Before Christmas my sister and I cleared out my house a bit, moving some things to her little house in the forest. As I was sitting there, in my house, on my couch, I could really feel how I had enjoyed living there and how I could make it my home again. It felt very nostalgic. At the same time, I really do not see myself living in a city anymore. Or at least not in the near future.
It is the first time that I’m letting go of a place where I lived, with such a peaceful feeling. I’ve moved 5 times before, which always was with a real desire of leaving the place, as if it was kind of tainted and I wanted to run away from it. But now there is a lot of respect and gratitude for the home it has been for me, the beautiful neighbours that live there and all the opportunities citylife has offered me.
When I moved there I was such a different person. I was suffering from panic attacks, incredibly exhausted from a draining relationship that hadn’t ended yet, just a few months into a really nice new laboratory job after leaving a not so nice one and I didn’t know Rotterdam at all. I felt like a video game character with only the immediate surrounding visible and as it starts walking, you are able to see more on the screen. I moved there because I wanted a garden and needed to live close to public transport for work and Rotterdam was the only practical city I could afford that in. Besides that, I had hopes of fixing my relationship, since he had moved out from our place to live closer to his work and to be with himself. I remember going to bed around half past 9 every evening because I was so tired. My social life didn’t really exist, but I was making an effort to get to know my neighbours, since I felt that that would be important.
What a journey those 10 years have been… A lot of (healing) alone time, therapy, travels (over the world and journeys within), becoming self-employed while doing beautiful research still, meeting so many new friends (without freaking out) and really starting to Live My life.

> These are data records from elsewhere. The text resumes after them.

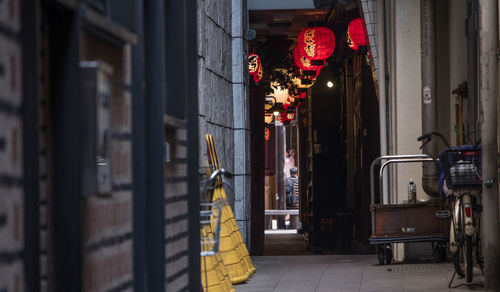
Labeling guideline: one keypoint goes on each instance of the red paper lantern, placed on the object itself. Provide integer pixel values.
(303, 62)
(316, 43)
(356, 34)
(255, 67)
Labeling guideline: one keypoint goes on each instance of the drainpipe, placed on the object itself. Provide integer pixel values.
(429, 101)
(488, 76)
(381, 86)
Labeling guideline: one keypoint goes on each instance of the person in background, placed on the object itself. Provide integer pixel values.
(292, 190)
(289, 162)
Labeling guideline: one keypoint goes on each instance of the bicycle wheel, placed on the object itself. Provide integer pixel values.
(468, 259)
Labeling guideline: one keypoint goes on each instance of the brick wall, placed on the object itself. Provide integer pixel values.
(107, 219)
(11, 150)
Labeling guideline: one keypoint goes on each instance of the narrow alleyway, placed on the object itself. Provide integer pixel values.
(327, 273)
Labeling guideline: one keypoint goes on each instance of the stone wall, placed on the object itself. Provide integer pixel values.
(176, 210)
(241, 117)
(11, 150)
(223, 95)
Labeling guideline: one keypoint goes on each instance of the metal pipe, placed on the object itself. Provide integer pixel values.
(429, 100)
(372, 179)
(378, 159)
(381, 77)
(399, 161)
(488, 77)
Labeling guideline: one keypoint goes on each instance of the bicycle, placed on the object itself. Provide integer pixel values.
(460, 181)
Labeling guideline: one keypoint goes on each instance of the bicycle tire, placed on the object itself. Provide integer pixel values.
(468, 259)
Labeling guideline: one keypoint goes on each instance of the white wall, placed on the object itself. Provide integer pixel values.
(405, 95)
(406, 83)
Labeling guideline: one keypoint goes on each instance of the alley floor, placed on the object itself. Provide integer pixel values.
(326, 273)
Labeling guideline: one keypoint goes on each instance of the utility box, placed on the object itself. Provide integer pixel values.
(96, 126)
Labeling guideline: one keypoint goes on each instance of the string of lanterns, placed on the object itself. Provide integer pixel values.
(314, 46)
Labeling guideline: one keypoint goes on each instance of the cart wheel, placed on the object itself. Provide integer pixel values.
(380, 254)
(388, 255)
(439, 253)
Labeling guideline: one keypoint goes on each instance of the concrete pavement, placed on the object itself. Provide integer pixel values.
(325, 273)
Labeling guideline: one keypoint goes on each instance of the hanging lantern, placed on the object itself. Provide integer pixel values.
(255, 67)
(356, 34)
(301, 95)
(305, 80)
(303, 62)
(316, 43)
(268, 118)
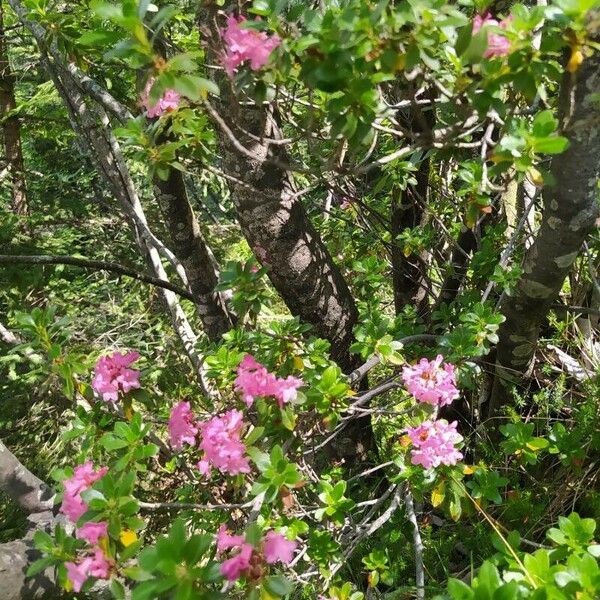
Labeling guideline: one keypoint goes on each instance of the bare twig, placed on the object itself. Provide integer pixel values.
(418, 544)
(100, 265)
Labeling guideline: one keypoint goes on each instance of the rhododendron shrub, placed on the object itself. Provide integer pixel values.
(113, 375)
(168, 102)
(246, 44)
(358, 148)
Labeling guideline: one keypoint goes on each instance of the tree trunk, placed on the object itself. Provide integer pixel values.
(190, 248)
(11, 128)
(284, 240)
(570, 214)
(274, 221)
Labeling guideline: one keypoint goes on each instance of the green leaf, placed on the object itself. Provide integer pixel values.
(550, 145)
(195, 87)
(99, 38)
(459, 590)
(254, 435)
(544, 124)
(117, 589)
(260, 459)
(40, 565)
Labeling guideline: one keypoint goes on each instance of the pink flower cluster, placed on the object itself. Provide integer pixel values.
(432, 382)
(182, 428)
(112, 374)
(83, 478)
(246, 44)
(168, 102)
(498, 45)
(434, 444)
(223, 448)
(253, 380)
(95, 565)
(275, 548)
(219, 439)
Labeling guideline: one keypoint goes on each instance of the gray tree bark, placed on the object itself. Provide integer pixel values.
(190, 248)
(11, 128)
(570, 214)
(273, 219)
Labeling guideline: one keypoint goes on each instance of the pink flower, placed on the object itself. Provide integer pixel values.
(112, 374)
(246, 44)
(431, 382)
(222, 446)
(433, 443)
(167, 103)
(84, 476)
(226, 541)
(253, 381)
(90, 566)
(233, 567)
(92, 532)
(182, 429)
(286, 390)
(100, 566)
(277, 548)
(73, 507)
(498, 45)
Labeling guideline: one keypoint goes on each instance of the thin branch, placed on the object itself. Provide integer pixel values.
(361, 371)
(100, 265)
(418, 544)
(166, 506)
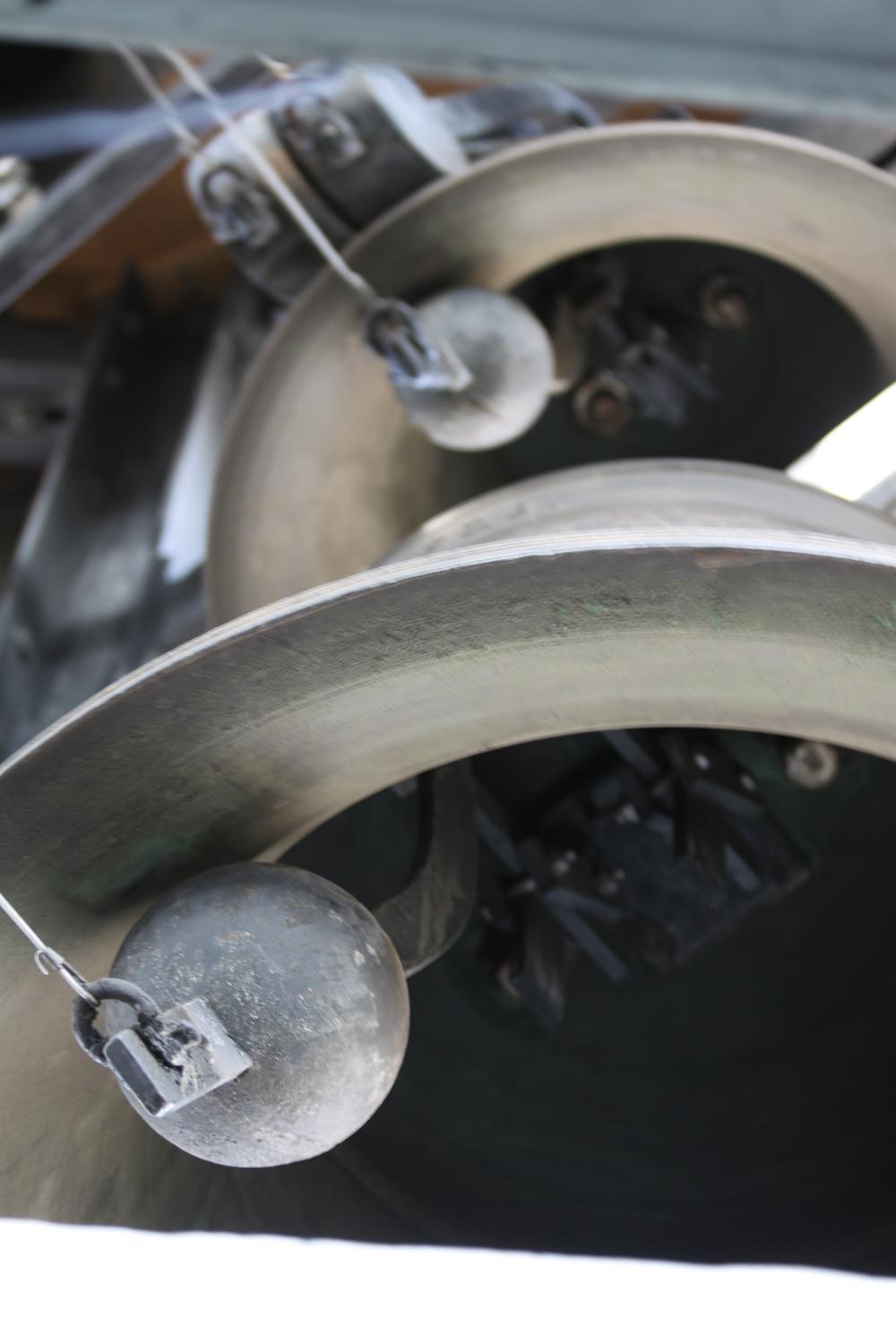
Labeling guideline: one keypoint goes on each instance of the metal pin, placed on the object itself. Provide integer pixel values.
(46, 959)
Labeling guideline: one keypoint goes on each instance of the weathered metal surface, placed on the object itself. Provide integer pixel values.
(788, 56)
(289, 715)
(430, 914)
(645, 494)
(319, 421)
(277, 722)
(304, 978)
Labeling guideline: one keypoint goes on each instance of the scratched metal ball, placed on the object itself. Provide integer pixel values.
(304, 978)
(509, 358)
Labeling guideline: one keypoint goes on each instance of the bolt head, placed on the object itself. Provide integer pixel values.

Writing it down now is showing me so many flashback and making me feel so grateful for this incredibly challenging journey. I almost cannot believe that I am where I am, having these beautiful souls in my life and living in a van in Spain, with all the challenges that come with that life.
But here I am, ready to close these chapters in Rotterdam. Letting go of the house, but cherishing the friends and all the learnings. Feeling as open as ever to life and to living it. Being curious to whom and what crosses my path and listening to the wisdom within as best I can to take care of myself, and through that of others, on that path.